In less than two weeks since these options were listed in Hong Kong, open interest volumes of call and put contracts on the China AMC CSI 300 and CSOP FTSE China A50 have been relatively strong, given that newly listed HKEx contracts usually take a while to gain traction, say industry players.
On Wednesday, notional value outstanding of the options on China AMC CSI 300 stood at $85.6 million; while those on the CSOP fund stood at $87.4 million.
Thus far, HKEx has only launched four options on ETFs, the others being the popular iShares FTSE A50 (the option on which has been trading for about a year, with current notional value of around $1.25 billion) and the Hong Kong tracker ETF.

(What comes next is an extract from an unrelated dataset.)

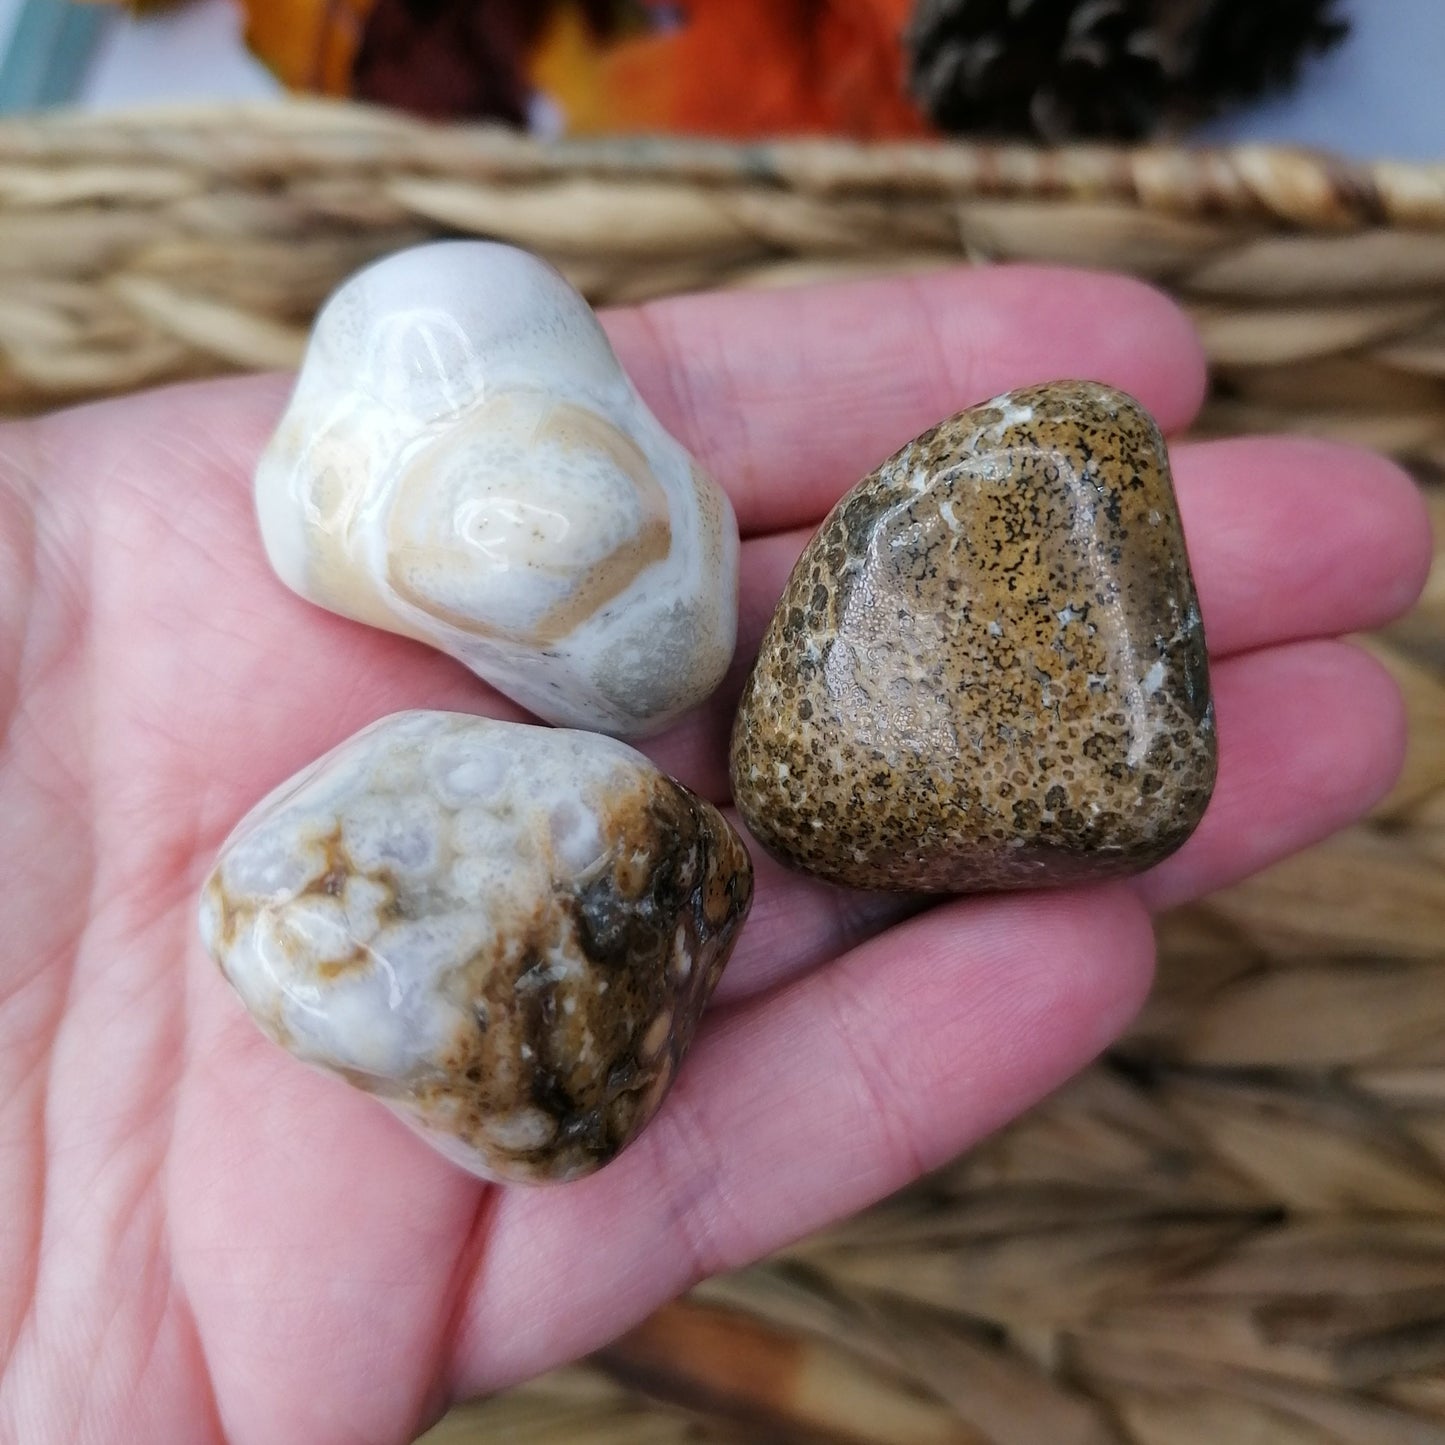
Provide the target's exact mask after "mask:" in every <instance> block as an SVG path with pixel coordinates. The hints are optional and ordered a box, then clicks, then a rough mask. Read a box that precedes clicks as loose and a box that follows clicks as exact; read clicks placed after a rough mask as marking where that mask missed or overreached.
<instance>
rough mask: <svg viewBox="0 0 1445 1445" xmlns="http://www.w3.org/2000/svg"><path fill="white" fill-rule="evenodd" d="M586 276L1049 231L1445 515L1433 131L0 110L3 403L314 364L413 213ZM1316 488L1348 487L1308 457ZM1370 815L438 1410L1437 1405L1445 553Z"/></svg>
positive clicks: (52, 397)
mask: <svg viewBox="0 0 1445 1445" xmlns="http://www.w3.org/2000/svg"><path fill="white" fill-rule="evenodd" d="M455 234H486V236H494V237H500V238H506V240H512V241H517V243H520V244H523V246H529V247H533V249H536V250H540V251H543V253H546V254H549V256H551V257H552V259H553V260H556V262H558V263H559V264H561V266H562V267H564V270H566V272H568V275H569V276H571V277H572V279H574V280H575V282H577V283H578V285H581V288H582V289H584V290H585V292H587V293H588V295H590V296H591V298H592V299H594V301H600V302H617V301H636V299H644V298H649V296H656V295H662V293H666V292H673V290H681V289H688V288H699V286H724V285H727V286H769V285H783V283H789V282H795V280H814V279H822V277H831V276H848V275H858V273H864V272H887V270H899V269H918V267H928V266H938V264H945V263H951V262H958V260H959V259H967V260H988V259H1029V260H1049V262H1074V263H1084V264H1091V266H1107V267H1113V269H1118V270H1127V272H1133V273H1136V275H1140V276H1146V277H1150V279H1153V280H1156V282H1159V283H1160V285H1165V286H1168V288H1169V289H1170V290H1172V292H1173V293H1175V295H1178V296H1179V298H1181V299H1182V301H1183V303H1185V305H1186V306H1188V308H1189V309H1191V311H1192V314H1194V315H1195V318H1196V319H1198V322H1199V327H1201V329H1202V334H1204V338H1205V344H1207V347H1208V350H1209V354H1211V358H1212V361H1214V374H1215V390H1214V396H1212V399H1211V403H1209V407H1208V410H1207V413H1205V418H1204V422H1202V428H1204V429H1207V431H1250V429H1305V431H1311V432H1315V434H1321V435H1328V436H1340V438H1348V439H1354V441H1361V442H1366V444H1370V445H1374V447H1381V448H1384V449H1389V451H1393V452H1396V454H1397V455H1402V457H1405V458H1407V460H1409V461H1410V462H1412V464H1413V465H1415V467H1416V470H1418V471H1419V473H1420V475H1422V477H1423V478H1425V480H1426V481H1428V483H1431V487H1429V497H1431V504H1432V507H1433V512H1435V517H1436V520H1438V523H1441V527H1439V532H1441V535H1445V490H1442V488H1439V487H1438V486H1435V484H1433V478H1435V477H1436V474H1438V470H1445V168H1418V166H1399V165H1371V166H1351V165H1342V163H1338V162H1332V160H1328V159H1324V158H1315V156H1305V155H1298V153H1285V152H1272V150H1257V149H1250V150H1231V152H1214V153H1189V152H1179V150H1137V152H1120V150H1108V149H1071V150H1061V152H1038V150H1032V149H1026V147H981V146H933V147H929V146H887V147H876V149H867V150H860V149H855V147H851V146H847V144H834V143H789V144H772V146H756V147H751V146H750V147H731V146H720V144H676V143H666V142H614V143H587V144H562V146H543V144H538V143H535V142H530V140H525V139H519V137H514V136H509V134H504V133H499V131H494V130H477V129H436V127H429V126H423V124H418V123H415V121H409V120H405V118H397V117H394V116H387V114H379V113H374V111H367V110H360V108H354V107H344V105H329V104H319V103H288V104H285V105H275V107H263V108H246V110H221V108H208V110H195V111H168V113H163V114H162V113H155V114H131V116H126V117H120V118H116V117H111V116H107V117H84V116H58V117H45V118H40V120H29V121H12V123H6V124H0V406H4V407H7V409H10V410H13V412H25V410H33V409H38V407H43V406H51V405H56V403H59V402H65V400H71V399H78V397H85V396H94V394H104V393H110V392H117V390H123V389H127V387H134V386H140V384H146V383H152V381H159V380H166V379H172V377H182V376H199V374H211V373H217V371H224V370H230V368H237V367H279V366H290V364H293V363H295V361H296V358H298V355H299V353H301V345H302V337H303V332H305V327H306V324H308V321H309V318H311V315H312V312H314V309H315V306H316V305H318V303H319V301H321V299H322V298H324V296H325V295H327V292H328V290H329V289H331V288H332V286H334V285H335V283H337V282H338V280H340V279H341V277H342V276H344V275H345V273H348V272H350V270H353V269H354V267H355V266H358V264H360V263H363V262H364V260H367V259H370V257H373V256H376V254H380V253H383V251H387V250H393V249H396V247H399V246H405V244H410V243H415V241H418V240H422V238H426V237H432V236H455ZM1321 504H1322V506H1328V504H1329V500H1328V497H1321ZM1368 644H1370V646H1371V647H1374V650H1376V652H1377V653H1379V655H1380V656H1381V657H1383V659H1384V662H1386V663H1387V666H1390V669H1392V670H1393V672H1394V675H1396V676H1397V679H1399V681H1400V683H1402V688H1403V689H1405V695H1406V701H1407V708H1409V712H1410V720H1412V740H1413V741H1412V750H1410V759H1409V763H1407V767H1406V775H1405V777H1403V779H1402V782H1400V785H1399V788H1397V789H1396V792H1394V793H1393V795H1392V798H1390V799H1387V801H1386V803H1384V805H1383V806H1381V808H1380V809H1379V811H1377V815H1376V818H1374V819H1373V821H1371V822H1370V824H1368V825H1364V827H1360V828H1355V829H1353V831H1350V832H1347V834H1342V835H1341V837H1338V838H1335V840H1332V841H1331V842H1328V844H1325V845H1322V847H1319V848H1315V850H1314V851H1312V853H1309V854H1306V855H1303V857H1301V858H1298V860H1295V861H1292V863H1287V864H1285V866H1282V867H1277V868H1274V870H1272V871H1270V873H1267V874H1264V876H1263V877H1259V879H1256V880H1253V881H1250V883H1247V884H1244V886H1241V887H1237V889H1233V890H1230V892H1227V893H1224V894H1220V896H1217V897H1214V899H1211V900H1208V902H1207V903H1204V905H1198V906H1194V907H1189V909H1183V910H1181V912H1178V913H1175V915H1172V916H1169V918H1168V919H1165V920H1163V925H1162V929H1160V945H1162V977H1160V984H1159V988H1157V990H1156V994H1155V997H1153V1000H1152V1003H1150V1006H1149V1009H1147V1012H1146V1014H1144V1017H1143V1019H1142V1020H1140V1022H1139V1023H1137V1026H1136V1027H1134V1029H1133V1032H1131V1033H1130V1036H1129V1038H1127V1039H1126V1040H1124V1042H1123V1043H1121V1045H1120V1046H1118V1049H1116V1051H1114V1053H1113V1055H1111V1058H1110V1059H1108V1061H1107V1062H1105V1064H1103V1065H1100V1066H1097V1068H1095V1069H1092V1071H1091V1072H1090V1074H1087V1075H1085V1077H1084V1078H1082V1079H1079V1081H1078V1082H1075V1084H1074V1085H1072V1087H1071V1088H1068V1090H1065V1091H1064V1092H1062V1094H1061V1095H1059V1097H1056V1098H1055V1100H1052V1101H1051V1103H1049V1104H1046V1105H1043V1107H1042V1108H1039V1110H1036V1111H1035V1113H1033V1114H1032V1116H1030V1117H1029V1118H1026V1120H1025V1121H1022V1123H1020V1124H1017V1126H1014V1127H1013V1129H1012V1130H1009V1131H1006V1133H1004V1134H1003V1136H1001V1137H998V1139H997V1140H994V1142H991V1143H990V1144H985V1146H984V1147H983V1149H980V1150H977V1152H974V1153H972V1155H971V1156H970V1157H967V1159H964V1160H961V1162H958V1163H957V1165H954V1166H952V1168H949V1169H945V1170H944V1172H942V1173H939V1175H936V1176H933V1178H932V1179H929V1181H926V1182H925V1183H923V1185H920V1186H918V1188H915V1189H912V1191H909V1192H906V1194H903V1195H900V1196H899V1198H896V1199H893V1201H890V1202H887V1204H884V1205H881V1207H880V1208H877V1209H874V1211H871V1212H870V1214H866V1215H863V1217H860V1218H857V1220H854V1221H851V1222H848V1224H844V1225H841V1227H838V1228H835V1230H832V1231H828V1233H825V1234H822V1235H818V1237H815V1238H812V1240H808V1241H805V1243H803V1244H801V1246H798V1247H795V1248H792V1250H789V1251H786V1253H785V1254H783V1256H780V1257H777V1259H775V1260H772V1261H769V1263H766V1264H763V1266H759V1267H756V1269H753V1270H747V1272H744V1273H741V1274H734V1276H730V1277H727V1279H721V1280H715V1282H712V1283H709V1285H705V1286H702V1287H701V1289H698V1290H695V1292H694V1293H692V1295H691V1296H689V1298H688V1299H685V1301H682V1302H679V1303H676V1305H673V1306H669V1308H668V1309H666V1311H663V1312H662V1314H660V1315H657V1316H656V1318H655V1319H653V1321H650V1322H649V1324H647V1325H644V1327H643V1328H640V1329H637V1331H634V1332H633V1334H631V1335H629V1337H626V1338H624V1340H621V1341H620V1342H618V1344H617V1345H614V1347H613V1348H611V1350H608V1351H605V1353H604V1354H603V1355H601V1357H600V1358H598V1360H595V1361H592V1363H588V1364H585V1366H577V1367H572V1368H569V1370H564V1371H559V1373H556V1374H552V1376H549V1377H546V1379H545V1380H540V1381H538V1383H535V1384H532V1386H526V1387H523V1389H520V1390H516V1392H512V1393H510V1394H507V1396H503V1397H501V1399H499V1400H493V1402H488V1403H486V1405H481V1406H475V1407H470V1409H465V1410H460V1412H457V1413H454V1415H452V1416H451V1418H449V1419H448V1420H447V1422H444V1425H441V1426H438V1429H436V1432H435V1436H432V1439H435V1441H436V1442H451V1445H461V1442H473V1441H481V1439H487V1441H507V1442H509V1445H527V1442H532V1445H561V1442H568V1445H604V1442H607V1445H613V1442H614V1445H650V1442H659V1445H663V1442H675V1441H676V1442H681V1441H743V1439H759V1438H766V1439H773V1441H792V1439H799V1438H802V1439H821V1441H834V1442H840V1445H860V1442H864V1445H874V1442H876V1445H1233V1442H1241V1445H1244V1442H1248V1445H1256V1442H1257V1445H1276V1442H1277V1445H1445V873H1442V864H1445V681H1442V679H1445V564H1442V565H1441V566H1436V571H1435V574H1433V578H1432V581H1431V585H1429V590H1428V594H1426V598H1425V601H1423V603H1422V605H1420V607H1419V608H1416V611H1415V613H1413V614H1412V616H1410V617H1409V618H1407V620H1406V621H1405V623H1402V624H1399V626H1396V627H1394V629H1392V630H1390V631H1389V633H1387V634H1386V636H1380V637H1374V639H1371V640H1370V643H1368Z"/></svg>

High-speed market-makers such as Eclipse Options and Optiver Trading are also market-makers on the four options.
“If you compare these two options with others launched on different stocks in the past, you can see that they have got off a very good start since their launch on January 28,” notes Greg Griffin, director of Eclipse Options in Hong Kong.
He says this demonstrates investors’ renewed interest in China-related ETFs and related derivatives following several rounds of expansion of the renminbi-qualified foreign institutional investor (RQFII) scheme.
Listed derivatives on China ETFs are not new, but their diversity appears to be growing. With the RQFII scheme now allowing Chinese fund houses to issue ETFs using physical A-shares instead of synthetic instruments such as P-notes, in November JP Morgan and Macquarie launched listed warrants on these shares.
Now, with the addition of listed options such as those on the China AMC and CSOP ETFs, banks have an additional way to hedge the risks from selling warrants. In fact, they say trading volumes on warrants, options and the underlying ETFs would often feed into each other, so issuers could potentially see the net asset value of their ETFs benefiting from this symbiotic relationship.
Yowjie Chien, head of warrants trading and marketing for Asia ex-Japan at JP Morgan, says volume of the CSOP FTSE China A50 ETF has increased by up to five times since the bank issued call warrants on it. On Wednesday, 1.02 billion units of the ETF were traded, as the ETF closed at HK$11.52.
Most of the open interest for warrants has been in call warrants (up to 80%), adds Chien, whereas open interest for options has been more evenly spread between both call and put contracts.
Such a distinctive pattern of open interest indicates that investors in warrants tend to be directional players such as retail investors, he notes, whereas those buying options are volatility traders who don’t care so much about whether the underlying ETFs go up or down.
“[The latter group] could be institutional investors such as single-stock trading desks, market-making desks and hedge funds, who are trading more complex volatility embedded in these options,” says Chien.
Whether listed derivatives will appear on other A-share ETFs remains unclear. Not all A-share ETFs enjoy the same amount of liquidity. Some, such as E Fund’s CSI 100 A-Share Index ETF launched in August, was rejected by HKEx.
While the reason for HKEx’s rejection is unclear, it is clear that liquidity remains key for ETFs seeking to have listed derivatives referencing them.
Specialist option market-makers generally decide whether to market-make for a stock or ETF based on its liquidity, Griffin says. He points to the relatively strong trading volume of the China AMC and CSOP ETFs, which prompted his team to also provide liquidity on the options.